La mairesse de Pointe-Calumet, Sonia Fontaine

Un geste qui aurait déplu au ministre Benoit Charette, qui mène le dossier tout en représentant la circonscription de Deux-Montagnes, voisine de celle de Mirabel, où se situe Pointe-Calumet.

Lors d’une réunion en septembre avec plusieurs élus locaux, mais où Sonia Fontaine n’était pas présente, il aurait évoqué qu’elle devait arrêter sa démarche sous peine de « payer cher ». C’est du moins ce que dit la plainte de Sonia Fontaine, à qui les propos ont été rapportés, selon une Source proche du dossier.

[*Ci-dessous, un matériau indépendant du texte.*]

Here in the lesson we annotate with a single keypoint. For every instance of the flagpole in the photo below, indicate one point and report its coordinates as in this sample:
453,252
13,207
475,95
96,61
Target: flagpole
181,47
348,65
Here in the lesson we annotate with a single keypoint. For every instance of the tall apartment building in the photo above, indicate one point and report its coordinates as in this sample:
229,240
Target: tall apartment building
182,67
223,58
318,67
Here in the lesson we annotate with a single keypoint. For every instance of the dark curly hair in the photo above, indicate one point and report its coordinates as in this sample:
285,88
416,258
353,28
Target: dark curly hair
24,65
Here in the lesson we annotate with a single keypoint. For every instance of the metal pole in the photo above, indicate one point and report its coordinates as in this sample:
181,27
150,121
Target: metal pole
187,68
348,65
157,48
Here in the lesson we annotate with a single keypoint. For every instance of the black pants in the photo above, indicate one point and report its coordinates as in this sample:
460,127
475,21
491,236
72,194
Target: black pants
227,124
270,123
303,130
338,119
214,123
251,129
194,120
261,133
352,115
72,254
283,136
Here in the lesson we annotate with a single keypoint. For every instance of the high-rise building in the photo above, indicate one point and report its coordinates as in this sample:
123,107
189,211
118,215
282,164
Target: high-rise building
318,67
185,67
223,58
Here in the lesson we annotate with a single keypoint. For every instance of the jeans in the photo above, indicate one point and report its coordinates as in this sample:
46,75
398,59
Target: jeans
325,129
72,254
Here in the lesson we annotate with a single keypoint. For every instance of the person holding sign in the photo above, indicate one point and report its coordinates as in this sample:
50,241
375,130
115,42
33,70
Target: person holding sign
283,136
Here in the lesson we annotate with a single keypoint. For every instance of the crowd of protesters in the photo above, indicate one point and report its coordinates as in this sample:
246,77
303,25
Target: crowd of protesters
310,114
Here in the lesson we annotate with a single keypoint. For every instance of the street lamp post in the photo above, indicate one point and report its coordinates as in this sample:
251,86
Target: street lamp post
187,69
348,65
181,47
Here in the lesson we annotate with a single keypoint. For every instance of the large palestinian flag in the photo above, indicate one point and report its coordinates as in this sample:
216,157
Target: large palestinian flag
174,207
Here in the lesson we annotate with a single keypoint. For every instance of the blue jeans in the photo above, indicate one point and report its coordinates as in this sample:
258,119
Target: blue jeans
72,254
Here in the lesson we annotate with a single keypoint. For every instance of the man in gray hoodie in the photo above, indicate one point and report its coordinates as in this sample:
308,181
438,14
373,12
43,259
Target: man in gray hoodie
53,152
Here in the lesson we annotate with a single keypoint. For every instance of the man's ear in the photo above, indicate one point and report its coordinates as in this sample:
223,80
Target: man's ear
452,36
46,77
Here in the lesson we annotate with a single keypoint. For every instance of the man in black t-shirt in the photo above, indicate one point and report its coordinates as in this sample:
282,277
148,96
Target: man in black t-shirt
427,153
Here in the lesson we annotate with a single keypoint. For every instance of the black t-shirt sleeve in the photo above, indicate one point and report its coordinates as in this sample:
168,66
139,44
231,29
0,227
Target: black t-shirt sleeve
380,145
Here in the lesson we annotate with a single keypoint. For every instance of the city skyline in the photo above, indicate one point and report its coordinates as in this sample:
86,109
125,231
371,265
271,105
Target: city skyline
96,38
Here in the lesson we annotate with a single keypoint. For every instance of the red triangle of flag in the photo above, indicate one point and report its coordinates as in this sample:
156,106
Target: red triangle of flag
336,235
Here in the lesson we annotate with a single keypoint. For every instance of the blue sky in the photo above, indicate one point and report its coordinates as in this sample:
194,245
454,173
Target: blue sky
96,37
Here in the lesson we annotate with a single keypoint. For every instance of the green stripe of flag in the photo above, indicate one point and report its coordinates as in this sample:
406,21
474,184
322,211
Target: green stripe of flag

Mis au courant des propos du ministre, le maire n’a rien fait et a déposé une plainte au Service de police du Lac des Deux-Montagnes au début du mois de novembre.

Dossier fermé

Par l’intermédiaire de son cabinet, Benoit Charette « réfute » avoir tenu ces propos et affirme que, selon lui, la plainte a été jugée « irrecevable » par la police. «Les personnes présentes à cette rencontre pourront confirmer que le ministre Charette n’a proféré aucune menace ni intimidation envers qui que ce soit», ajoute-t-on.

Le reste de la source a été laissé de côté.